Unlike my past two summers, during which I went gallivanting around Europe, (and blogged about some of my adventures: Part 1, 2, and 3) living out my not so secret dream of being a travelling hippie, this summer, I am somewhat reluctantly thinking about what will happen when my university bubble bursts – I will need to make decisions about what I want to do career wise. So, while I have many more travelling hippie adventures planned for the future, this is going to be my summer of work experience. I have narrowed down my options by thinking about what I enjoy, and what I do best. More specifically, I love reading, writing and organising, and am really interested in the arts world, so I have been thinking about working in publishing or journalism. However as these are very broad fields, I know that I need more information about specific roles within them, and the best way to do this seems to be to get some work experience to better understand what is involved in each, and what role I would best fit into. First stop in my trial and error process is at Oxford University Press. While making life plans, I am also setting aside a little free time in Oxford to sightsee and, of course, people watch.
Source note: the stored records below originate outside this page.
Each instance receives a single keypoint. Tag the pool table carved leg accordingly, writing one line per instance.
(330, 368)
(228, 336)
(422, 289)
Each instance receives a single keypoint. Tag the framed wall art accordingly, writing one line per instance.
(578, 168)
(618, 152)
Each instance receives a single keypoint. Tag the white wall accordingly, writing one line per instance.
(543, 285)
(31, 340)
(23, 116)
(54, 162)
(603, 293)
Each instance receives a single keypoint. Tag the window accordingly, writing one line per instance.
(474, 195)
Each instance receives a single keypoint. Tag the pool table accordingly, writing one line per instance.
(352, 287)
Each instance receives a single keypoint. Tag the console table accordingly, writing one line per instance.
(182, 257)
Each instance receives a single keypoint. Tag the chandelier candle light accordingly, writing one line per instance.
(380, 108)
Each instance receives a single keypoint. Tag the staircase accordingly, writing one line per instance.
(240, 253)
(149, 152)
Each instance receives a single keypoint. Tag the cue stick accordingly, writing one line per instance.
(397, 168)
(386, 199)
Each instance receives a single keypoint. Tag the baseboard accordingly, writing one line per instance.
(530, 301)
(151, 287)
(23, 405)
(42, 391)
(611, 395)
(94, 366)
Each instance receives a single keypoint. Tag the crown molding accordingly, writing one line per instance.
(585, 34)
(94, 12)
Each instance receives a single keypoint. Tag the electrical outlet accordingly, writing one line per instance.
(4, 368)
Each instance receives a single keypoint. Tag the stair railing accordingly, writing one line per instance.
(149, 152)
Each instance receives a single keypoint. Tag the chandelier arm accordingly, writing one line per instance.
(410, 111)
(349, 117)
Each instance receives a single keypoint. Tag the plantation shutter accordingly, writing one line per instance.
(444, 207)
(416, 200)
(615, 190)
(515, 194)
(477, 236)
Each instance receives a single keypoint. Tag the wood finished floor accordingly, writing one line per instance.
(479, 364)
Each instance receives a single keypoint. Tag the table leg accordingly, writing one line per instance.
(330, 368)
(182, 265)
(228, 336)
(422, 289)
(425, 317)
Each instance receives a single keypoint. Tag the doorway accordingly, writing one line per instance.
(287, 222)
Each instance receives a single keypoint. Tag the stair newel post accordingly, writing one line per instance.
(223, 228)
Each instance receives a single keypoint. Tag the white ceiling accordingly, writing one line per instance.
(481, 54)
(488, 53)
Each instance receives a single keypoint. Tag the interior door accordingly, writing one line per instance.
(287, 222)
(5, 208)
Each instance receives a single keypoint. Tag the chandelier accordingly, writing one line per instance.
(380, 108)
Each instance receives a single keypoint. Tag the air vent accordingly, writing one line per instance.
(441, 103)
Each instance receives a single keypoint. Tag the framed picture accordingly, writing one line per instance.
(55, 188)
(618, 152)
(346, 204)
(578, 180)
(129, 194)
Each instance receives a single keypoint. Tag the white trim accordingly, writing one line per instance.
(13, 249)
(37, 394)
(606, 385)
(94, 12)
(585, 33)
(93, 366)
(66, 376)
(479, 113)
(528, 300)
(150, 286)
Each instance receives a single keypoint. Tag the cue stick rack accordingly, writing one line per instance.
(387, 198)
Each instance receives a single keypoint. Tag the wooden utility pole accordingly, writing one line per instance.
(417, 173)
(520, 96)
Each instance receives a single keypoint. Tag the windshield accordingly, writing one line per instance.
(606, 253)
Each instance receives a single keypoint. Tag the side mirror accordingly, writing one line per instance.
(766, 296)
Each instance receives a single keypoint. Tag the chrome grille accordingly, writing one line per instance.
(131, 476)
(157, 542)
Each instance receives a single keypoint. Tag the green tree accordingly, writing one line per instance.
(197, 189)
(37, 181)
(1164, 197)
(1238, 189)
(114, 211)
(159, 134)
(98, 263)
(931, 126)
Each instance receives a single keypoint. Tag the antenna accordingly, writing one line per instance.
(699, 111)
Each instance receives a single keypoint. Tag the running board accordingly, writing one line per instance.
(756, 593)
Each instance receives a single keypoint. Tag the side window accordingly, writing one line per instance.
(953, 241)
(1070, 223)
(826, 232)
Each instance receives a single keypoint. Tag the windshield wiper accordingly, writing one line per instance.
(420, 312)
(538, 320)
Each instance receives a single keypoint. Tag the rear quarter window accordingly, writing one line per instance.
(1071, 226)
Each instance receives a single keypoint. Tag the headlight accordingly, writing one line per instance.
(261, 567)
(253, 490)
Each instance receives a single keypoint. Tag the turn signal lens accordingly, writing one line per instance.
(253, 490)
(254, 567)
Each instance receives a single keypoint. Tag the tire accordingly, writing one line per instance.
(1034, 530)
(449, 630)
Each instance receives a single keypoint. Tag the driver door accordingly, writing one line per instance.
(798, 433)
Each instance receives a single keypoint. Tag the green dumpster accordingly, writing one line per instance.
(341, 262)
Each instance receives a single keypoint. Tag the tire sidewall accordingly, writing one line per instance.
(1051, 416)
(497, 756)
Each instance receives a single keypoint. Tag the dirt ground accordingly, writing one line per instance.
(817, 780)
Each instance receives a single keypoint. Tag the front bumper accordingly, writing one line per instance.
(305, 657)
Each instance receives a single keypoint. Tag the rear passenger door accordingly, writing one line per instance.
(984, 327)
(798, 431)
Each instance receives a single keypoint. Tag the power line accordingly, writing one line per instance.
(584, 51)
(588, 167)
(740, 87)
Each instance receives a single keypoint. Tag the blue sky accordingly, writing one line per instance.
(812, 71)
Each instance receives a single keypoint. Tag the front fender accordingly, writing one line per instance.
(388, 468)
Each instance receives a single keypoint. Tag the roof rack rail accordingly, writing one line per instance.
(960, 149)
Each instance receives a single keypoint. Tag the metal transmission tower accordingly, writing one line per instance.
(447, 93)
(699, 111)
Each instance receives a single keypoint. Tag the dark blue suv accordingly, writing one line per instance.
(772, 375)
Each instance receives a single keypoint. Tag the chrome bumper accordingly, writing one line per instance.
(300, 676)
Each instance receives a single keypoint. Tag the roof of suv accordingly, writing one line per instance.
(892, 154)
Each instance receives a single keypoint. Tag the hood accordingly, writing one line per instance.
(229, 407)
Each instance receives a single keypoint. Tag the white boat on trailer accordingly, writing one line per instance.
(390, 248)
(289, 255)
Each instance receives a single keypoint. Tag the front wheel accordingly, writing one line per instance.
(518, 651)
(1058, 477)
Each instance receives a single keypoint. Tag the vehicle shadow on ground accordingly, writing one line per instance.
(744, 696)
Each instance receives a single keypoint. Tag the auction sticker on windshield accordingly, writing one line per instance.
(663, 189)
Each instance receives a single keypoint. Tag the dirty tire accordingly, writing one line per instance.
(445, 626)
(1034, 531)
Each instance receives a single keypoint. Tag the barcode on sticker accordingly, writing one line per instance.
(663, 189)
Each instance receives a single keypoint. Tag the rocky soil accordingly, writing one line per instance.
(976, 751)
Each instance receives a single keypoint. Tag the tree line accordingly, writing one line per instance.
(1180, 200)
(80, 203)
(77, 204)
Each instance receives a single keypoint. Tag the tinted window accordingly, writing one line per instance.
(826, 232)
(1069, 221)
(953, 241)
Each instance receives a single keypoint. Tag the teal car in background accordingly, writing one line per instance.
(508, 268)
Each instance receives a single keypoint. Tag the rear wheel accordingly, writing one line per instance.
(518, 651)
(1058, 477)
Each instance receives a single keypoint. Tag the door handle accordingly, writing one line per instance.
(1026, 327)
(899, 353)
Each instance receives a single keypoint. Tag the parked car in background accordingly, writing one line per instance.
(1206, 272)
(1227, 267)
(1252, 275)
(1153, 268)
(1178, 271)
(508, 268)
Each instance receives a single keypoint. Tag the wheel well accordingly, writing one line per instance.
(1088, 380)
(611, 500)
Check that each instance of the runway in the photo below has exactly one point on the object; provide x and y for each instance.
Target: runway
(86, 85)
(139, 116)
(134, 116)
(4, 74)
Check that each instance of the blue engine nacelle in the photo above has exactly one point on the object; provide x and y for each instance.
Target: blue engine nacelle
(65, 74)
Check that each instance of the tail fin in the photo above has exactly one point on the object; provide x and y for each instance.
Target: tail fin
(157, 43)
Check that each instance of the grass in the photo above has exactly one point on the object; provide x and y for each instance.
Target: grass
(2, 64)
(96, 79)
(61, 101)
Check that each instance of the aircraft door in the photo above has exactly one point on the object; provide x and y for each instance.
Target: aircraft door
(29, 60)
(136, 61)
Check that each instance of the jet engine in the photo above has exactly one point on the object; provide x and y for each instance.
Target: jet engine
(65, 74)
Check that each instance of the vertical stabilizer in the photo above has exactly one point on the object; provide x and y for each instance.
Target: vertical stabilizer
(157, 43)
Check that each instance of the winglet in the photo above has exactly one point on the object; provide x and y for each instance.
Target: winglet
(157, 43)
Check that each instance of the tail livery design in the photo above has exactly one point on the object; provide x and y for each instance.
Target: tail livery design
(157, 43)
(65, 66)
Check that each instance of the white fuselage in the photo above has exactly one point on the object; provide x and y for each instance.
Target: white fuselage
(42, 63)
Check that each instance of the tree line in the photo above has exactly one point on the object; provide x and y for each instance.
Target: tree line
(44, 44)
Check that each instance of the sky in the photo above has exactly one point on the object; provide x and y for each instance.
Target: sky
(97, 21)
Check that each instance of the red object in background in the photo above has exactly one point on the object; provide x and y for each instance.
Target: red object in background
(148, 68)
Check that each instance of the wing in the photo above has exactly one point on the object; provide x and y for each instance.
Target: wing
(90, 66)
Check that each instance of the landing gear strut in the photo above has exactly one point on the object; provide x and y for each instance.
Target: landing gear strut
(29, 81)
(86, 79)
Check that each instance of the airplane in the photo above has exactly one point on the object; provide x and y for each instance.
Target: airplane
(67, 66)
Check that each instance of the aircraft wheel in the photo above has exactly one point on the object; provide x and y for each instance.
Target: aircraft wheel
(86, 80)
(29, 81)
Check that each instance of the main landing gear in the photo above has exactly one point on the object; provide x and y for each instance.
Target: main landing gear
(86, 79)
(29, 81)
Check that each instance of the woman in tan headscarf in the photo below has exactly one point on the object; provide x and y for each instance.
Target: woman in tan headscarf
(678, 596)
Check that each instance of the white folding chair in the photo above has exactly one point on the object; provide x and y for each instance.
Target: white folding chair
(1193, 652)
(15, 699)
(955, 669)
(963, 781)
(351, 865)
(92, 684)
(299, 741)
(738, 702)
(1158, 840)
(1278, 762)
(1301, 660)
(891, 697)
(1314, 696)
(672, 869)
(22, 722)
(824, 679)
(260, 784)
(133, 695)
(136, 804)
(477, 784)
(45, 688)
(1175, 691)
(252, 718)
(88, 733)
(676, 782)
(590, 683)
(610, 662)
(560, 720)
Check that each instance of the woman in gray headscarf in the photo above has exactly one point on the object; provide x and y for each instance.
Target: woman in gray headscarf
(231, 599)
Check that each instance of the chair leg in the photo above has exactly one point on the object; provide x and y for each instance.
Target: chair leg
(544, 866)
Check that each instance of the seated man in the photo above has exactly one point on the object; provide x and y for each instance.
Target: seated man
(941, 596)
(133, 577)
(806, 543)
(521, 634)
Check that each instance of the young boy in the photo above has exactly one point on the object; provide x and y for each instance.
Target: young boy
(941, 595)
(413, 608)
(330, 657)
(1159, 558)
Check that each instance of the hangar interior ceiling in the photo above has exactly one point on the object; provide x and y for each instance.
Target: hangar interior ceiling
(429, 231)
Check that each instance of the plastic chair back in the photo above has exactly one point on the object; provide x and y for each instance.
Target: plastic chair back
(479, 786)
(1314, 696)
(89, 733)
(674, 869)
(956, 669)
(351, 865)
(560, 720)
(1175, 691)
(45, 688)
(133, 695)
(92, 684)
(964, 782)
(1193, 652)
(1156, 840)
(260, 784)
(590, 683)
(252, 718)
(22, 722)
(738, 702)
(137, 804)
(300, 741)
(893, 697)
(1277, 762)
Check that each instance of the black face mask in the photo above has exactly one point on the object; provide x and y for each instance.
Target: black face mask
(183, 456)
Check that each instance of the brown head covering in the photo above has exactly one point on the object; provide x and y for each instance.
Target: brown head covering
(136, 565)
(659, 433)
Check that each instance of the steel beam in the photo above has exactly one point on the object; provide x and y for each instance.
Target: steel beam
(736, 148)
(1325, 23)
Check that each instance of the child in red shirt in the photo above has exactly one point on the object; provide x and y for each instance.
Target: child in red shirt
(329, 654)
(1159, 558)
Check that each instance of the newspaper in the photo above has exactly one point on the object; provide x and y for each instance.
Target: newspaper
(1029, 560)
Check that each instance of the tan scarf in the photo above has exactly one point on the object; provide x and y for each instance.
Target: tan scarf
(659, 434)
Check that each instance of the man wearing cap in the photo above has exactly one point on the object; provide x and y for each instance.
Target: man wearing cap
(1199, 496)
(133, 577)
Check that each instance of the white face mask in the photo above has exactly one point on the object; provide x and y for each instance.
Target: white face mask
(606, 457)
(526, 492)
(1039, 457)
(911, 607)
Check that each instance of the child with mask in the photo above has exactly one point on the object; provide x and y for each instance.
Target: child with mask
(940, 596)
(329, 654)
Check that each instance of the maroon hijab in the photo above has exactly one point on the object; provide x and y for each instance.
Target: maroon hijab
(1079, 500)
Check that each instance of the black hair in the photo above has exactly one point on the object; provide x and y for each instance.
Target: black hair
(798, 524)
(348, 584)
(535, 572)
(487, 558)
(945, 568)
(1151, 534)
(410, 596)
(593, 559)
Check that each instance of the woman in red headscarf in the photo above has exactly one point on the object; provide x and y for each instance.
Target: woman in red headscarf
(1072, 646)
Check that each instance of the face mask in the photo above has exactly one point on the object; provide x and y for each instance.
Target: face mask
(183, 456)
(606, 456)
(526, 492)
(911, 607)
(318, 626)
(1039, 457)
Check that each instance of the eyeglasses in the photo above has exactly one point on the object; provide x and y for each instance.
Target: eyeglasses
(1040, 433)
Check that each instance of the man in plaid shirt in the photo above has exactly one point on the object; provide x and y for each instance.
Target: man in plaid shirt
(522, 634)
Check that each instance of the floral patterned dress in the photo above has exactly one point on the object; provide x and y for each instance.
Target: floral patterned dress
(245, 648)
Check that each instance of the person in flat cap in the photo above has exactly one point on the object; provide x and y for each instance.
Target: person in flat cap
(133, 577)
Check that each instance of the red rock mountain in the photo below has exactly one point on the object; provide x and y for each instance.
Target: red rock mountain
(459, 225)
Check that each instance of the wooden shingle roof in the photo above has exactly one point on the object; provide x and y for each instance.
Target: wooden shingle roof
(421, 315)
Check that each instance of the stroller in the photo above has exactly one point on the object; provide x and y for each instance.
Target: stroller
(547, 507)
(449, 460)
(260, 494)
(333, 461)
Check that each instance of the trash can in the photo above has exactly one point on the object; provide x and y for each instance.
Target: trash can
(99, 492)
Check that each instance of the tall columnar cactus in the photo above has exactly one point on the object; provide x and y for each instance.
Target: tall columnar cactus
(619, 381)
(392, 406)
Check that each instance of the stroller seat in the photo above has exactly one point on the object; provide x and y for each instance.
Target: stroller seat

It’s a pretty impressive building
Arriving in Oxford, for me, was a strange experience because, for the first time, I found myself in a city where I literally know no one. I had a similar experience when I moved cities to go to university, in the sense that none of my friends from home came with me, but the difference was I did have contacts – if I got lost, (which happens a lot when you are lacking in a sense of direction) or had some kind of emergency, there were people I could call if I wanted to. Here in Oxford, however, the realisation hit me that I didn’t have even have this safety net. Don’t get me wrong, I am independent, and perfectly content in my own company, but the prospect of two weeks all by myself seemed rather daunting. After an initial inward panic that I would get lost and never be found again, and a teeny tiny moment of feeling lonely and sorry for myself, I gave myself a pep talk, the essential message of which was: you are a strong independent person, work experience at OUP is too good an opportunity not to make the most of, and if you get lost, you have a magical thing called a smart phone that will point you in the right direction.
My OUP “hot desk”, and drinking tea from an OUP mug. How exciting.
With these crucial pieces of information in mind, I have spent my first week at OUP doing my best to make myself useful, learning more about the company and the many different roles involved in publishing, and meeting some really lovely and interesting people. Outside of working hours, I have been exploring Oxford, aided by afore-mentioned magical smartphone. Exploring by myself didn’t bother me – until faced with the prospect of eating alone. However, my love of food, and the appeal of Oxford’s variety of rustic cafés and restaurants meant that I couldn’t let solo wandering confine me to eating at my lodgings. I took a deep breath and uttered the previously alien phrase “table for one”. I told myself this was prime people watching time. I felt completely anonymous in a city where no one knew me, and I wouldn’t even have to multi-task and hold a conversation while eavesdropping/spying – I could devote all my time to the latter. Once seated, however, far from feeling anonymous, I suddenly felt very conspicuous. It occurred to me that I was a prime target for other people watchers. If I had seen someone in my position, being dressed in summer work clothes, I probably would have come to one of two conclusions: either, a) that I was a young professional on a business trip alone, or b) that I had been stood up on a date. Next in my thought process would probably have been that I looked too young to be on a business trip. Great. Everyone in the restaurant thought I had been stood up. How embarrassing.
A glass of wine later, I re-evaluated the situation. Most of the other people in the restaurant probably hadn’t noticed me, and those who might have considered reasons why I was alone, I was highly unlikely to see again. I settled in to enjoy my meal, and remembered why I like people watching. It is purely speculative. You have no way of knowing whether the conclusions you come to about someone you notice in the street, a restaurant or on a train are anywhere near the truth. People watching is an exercise in imagination. It provides inspiration for stories, but it certainly doesn’t involve passing any kind of legitimate judgement on a person. So, as far as I’m concerned, anyone, including myself, is fair game for people watching, and if anyone did notice me in the restaurant, or indeed anywhere else, I hope they enjoyed creating a backstory for me, whether it was close to the truth or not.